Spend Your Rebate

Posted on March 4, 2008 by Ben Connard 

Slowing consumer spending has received much press lately as economists fear a decline will send our economy into a recession. Consumer spending accounts for two thirds of GDP. Business investment, government spending and net exports make up the last third.

When consumers don’t spend, businesses stop selling products, resulting in lay-offs and further slowing consumer spending. A vicious downward cycle can result. This cycle motivated the government’s $168 billion stimulus package put through last month.

A simple mathematical formula, based on the limit of sequences, can be used to explain why consumer spending is so important to our economy, and why the government wants you to spend your rebate checks.

For every $1 I earn, I hypothetically save 20% (or $0.20) and spend 80% (or $0.80). The $0.80 I spend is part of our consumer spending total. But the $0.80 also accounts for earnings for someone else. And let’s assume they also save 20% ($0.16) and spend 80% ($0.64). This $0.64 is also earnings for a third person, who then spends and saves at the same ratio.

Before you know it, we have a sequence of numbers: $0.80, $0.64, $0.51, $0.41… and so on. The aggregate sum of this infinite sequence approaches $4. In fact, any infinite sequence of numbers summed in a similar fashion where the “spend” percent is less than 100% will approach a finite number.

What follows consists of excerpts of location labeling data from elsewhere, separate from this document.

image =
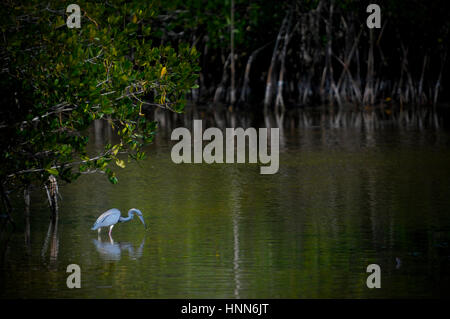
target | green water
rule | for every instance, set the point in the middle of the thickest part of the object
(343, 198)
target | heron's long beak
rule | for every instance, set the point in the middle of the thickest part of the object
(142, 220)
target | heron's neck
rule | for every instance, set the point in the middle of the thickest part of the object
(131, 213)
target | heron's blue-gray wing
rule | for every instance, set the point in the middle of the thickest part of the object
(108, 218)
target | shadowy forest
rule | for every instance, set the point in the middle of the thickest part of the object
(290, 53)
(130, 58)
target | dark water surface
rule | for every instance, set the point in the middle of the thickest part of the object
(351, 191)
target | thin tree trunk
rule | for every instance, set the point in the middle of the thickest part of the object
(233, 84)
(270, 76)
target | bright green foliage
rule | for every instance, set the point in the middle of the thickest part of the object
(56, 81)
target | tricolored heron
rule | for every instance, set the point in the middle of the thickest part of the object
(112, 217)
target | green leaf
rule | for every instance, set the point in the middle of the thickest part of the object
(52, 171)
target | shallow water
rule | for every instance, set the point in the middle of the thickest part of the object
(345, 196)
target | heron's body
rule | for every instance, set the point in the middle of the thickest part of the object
(112, 217)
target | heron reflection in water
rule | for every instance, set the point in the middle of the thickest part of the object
(110, 250)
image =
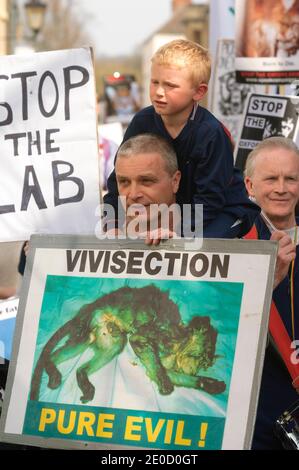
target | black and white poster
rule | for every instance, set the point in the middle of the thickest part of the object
(266, 116)
(228, 96)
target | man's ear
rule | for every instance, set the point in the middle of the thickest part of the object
(176, 181)
(249, 187)
(200, 91)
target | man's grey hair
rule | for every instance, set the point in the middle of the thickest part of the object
(150, 143)
(271, 143)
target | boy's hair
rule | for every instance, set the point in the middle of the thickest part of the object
(182, 54)
(150, 143)
(271, 143)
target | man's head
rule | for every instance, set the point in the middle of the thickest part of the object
(272, 178)
(180, 75)
(147, 172)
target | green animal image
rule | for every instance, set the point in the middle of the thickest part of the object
(171, 352)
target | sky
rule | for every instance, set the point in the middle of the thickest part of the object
(120, 26)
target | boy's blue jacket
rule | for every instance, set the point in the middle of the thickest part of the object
(205, 159)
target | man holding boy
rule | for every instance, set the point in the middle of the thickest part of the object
(179, 80)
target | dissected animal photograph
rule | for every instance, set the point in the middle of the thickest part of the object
(270, 28)
(140, 344)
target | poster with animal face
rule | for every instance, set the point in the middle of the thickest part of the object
(229, 96)
(267, 41)
(139, 348)
(266, 116)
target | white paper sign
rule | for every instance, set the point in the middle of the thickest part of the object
(48, 144)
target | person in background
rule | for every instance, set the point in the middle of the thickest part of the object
(179, 80)
(272, 178)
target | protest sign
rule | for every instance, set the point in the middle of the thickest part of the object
(8, 312)
(266, 116)
(221, 23)
(48, 144)
(228, 96)
(133, 347)
(267, 41)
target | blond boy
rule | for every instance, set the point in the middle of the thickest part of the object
(179, 80)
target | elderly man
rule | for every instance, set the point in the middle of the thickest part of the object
(272, 178)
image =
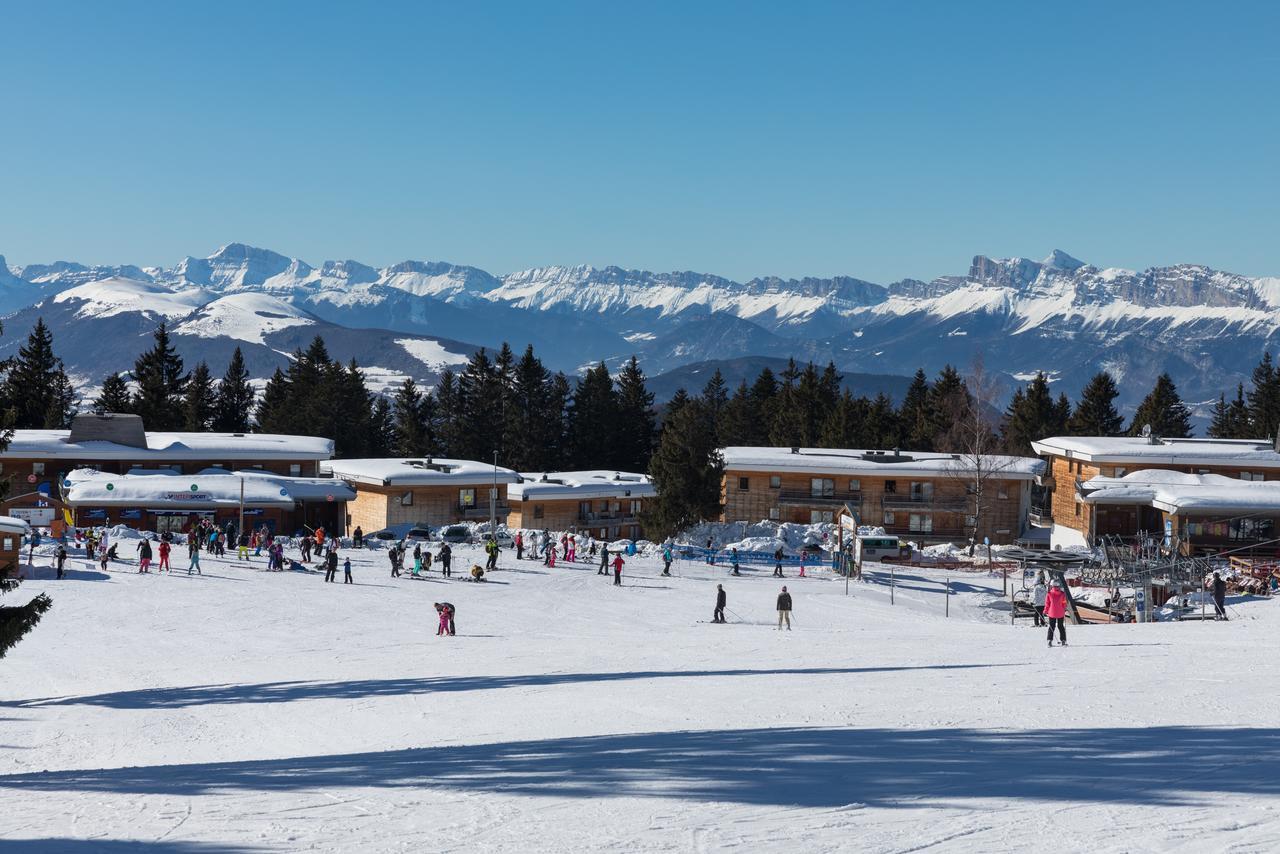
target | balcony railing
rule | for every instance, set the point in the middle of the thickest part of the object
(805, 497)
(481, 510)
(924, 502)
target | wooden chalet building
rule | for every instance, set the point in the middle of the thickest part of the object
(924, 497)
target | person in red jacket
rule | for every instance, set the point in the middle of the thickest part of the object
(1055, 608)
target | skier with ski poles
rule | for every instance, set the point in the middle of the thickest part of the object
(1055, 608)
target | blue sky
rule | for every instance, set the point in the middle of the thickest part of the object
(878, 140)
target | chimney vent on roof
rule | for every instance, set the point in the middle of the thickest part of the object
(109, 427)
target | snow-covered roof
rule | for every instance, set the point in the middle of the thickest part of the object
(864, 462)
(547, 485)
(1179, 492)
(13, 525)
(210, 488)
(163, 447)
(1244, 453)
(421, 471)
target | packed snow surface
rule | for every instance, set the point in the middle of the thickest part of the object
(245, 711)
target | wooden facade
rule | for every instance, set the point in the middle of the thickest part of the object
(914, 506)
(613, 517)
(378, 506)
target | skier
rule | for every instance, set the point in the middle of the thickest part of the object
(144, 555)
(784, 608)
(447, 625)
(1219, 597)
(1055, 608)
(1038, 594)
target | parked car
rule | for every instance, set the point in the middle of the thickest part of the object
(456, 534)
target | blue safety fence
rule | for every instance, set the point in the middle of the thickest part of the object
(752, 558)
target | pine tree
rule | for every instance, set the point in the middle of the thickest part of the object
(382, 429)
(408, 421)
(914, 414)
(686, 470)
(1033, 415)
(1096, 412)
(197, 407)
(161, 383)
(594, 424)
(62, 402)
(636, 421)
(1265, 398)
(233, 403)
(36, 378)
(1164, 410)
(272, 412)
(114, 396)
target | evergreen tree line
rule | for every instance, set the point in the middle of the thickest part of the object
(533, 419)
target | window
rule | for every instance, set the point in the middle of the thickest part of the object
(920, 523)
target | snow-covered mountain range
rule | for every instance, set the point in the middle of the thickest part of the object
(1060, 315)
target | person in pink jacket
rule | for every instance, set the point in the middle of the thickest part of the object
(1055, 608)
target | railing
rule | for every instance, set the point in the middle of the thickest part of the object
(805, 497)
(480, 510)
(926, 502)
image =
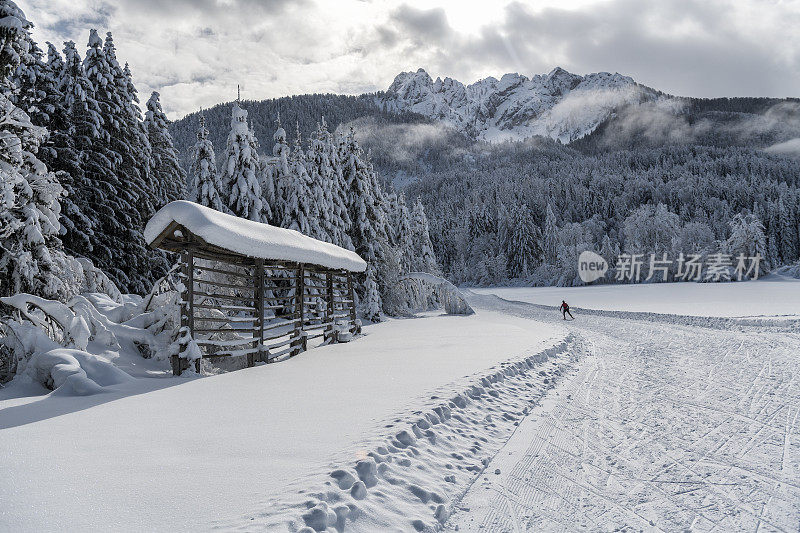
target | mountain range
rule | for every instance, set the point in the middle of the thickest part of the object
(559, 105)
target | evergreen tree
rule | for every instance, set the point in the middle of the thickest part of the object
(29, 194)
(61, 156)
(319, 172)
(168, 175)
(423, 249)
(368, 223)
(747, 236)
(550, 237)
(206, 184)
(240, 175)
(295, 192)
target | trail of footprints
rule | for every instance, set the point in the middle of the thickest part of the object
(415, 477)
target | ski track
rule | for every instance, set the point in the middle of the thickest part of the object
(666, 424)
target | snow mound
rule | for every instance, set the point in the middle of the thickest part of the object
(251, 239)
(72, 372)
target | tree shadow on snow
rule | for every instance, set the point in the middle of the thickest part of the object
(54, 404)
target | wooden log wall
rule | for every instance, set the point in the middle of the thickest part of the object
(260, 310)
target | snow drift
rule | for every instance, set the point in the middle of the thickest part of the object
(249, 238)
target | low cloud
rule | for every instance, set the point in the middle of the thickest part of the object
(196, 51)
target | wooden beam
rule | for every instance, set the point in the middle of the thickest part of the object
(259, 285)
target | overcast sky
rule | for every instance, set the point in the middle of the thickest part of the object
(195, 51)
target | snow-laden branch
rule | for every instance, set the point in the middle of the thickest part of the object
(452, 299)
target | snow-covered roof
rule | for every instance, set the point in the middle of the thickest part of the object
(251, 239)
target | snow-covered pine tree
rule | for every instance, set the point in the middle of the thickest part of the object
(403, 234)
(747, 237)
(29, 194)
(279, 170)
(114, 195)
(168, 175)
(75, 136)
(321, 184)
(206, 185)
(425, 259)
(521, 238)
(550, 237)
(295, 193)
(60, 155)
(129, 137)
(240, 173)
(372, 299)
(368, 224)
(340, 215)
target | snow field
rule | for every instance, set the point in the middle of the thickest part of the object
(425, 461)
(661, 427)
(233, 450)
(772, 296)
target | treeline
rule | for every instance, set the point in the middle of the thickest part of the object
(112, 166)
(303, 110)
(327, 189)
(524, 211)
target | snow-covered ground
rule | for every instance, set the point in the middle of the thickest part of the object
(659, 428)
(772, 295)
(507, 420)
(232, 449)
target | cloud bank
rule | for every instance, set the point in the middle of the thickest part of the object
(196, 51)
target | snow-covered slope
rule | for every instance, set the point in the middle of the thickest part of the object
(560, 105)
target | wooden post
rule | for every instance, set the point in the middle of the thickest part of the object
(259, 334)
(354, 329)
(190, 286)
(177, 364)
(300, 340)
(330, 331)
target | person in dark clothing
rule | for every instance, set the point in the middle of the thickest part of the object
(565, 310)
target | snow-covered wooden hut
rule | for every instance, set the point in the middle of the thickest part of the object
(252, 289)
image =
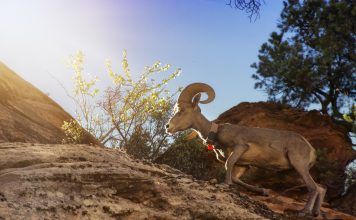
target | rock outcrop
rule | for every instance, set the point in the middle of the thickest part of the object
(28, 115)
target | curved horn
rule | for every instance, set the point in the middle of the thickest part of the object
(191, 90)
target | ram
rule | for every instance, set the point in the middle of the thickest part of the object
(248, 146)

The generic formula for finding the sum is: r/(1-r) where r is your ratio (80% in this case).

If we assume that all consumers spend less than 100% of their earnings, which ideally is the case, we can see how consumer spending becomes such a big portion of the economy. Every dollar spent feeds many more dollars into the economy.

This is part of the power behind the $168 billion stimulus package—in the example above the $168 billion could feed $672 billion ($168 billion times 4) into the economy.

However, if consumers spend a smaller portion of their rebate checks, the effect of the stimulus will be much less. When “r” is 50% the sum is 1 and when “r” is 20% the sum is 0.25. In other words, at 50% spending the stimulus package feeds only the original $168 billion into the economy. At 20% spending the stimulus package contribution falls to $42 billion.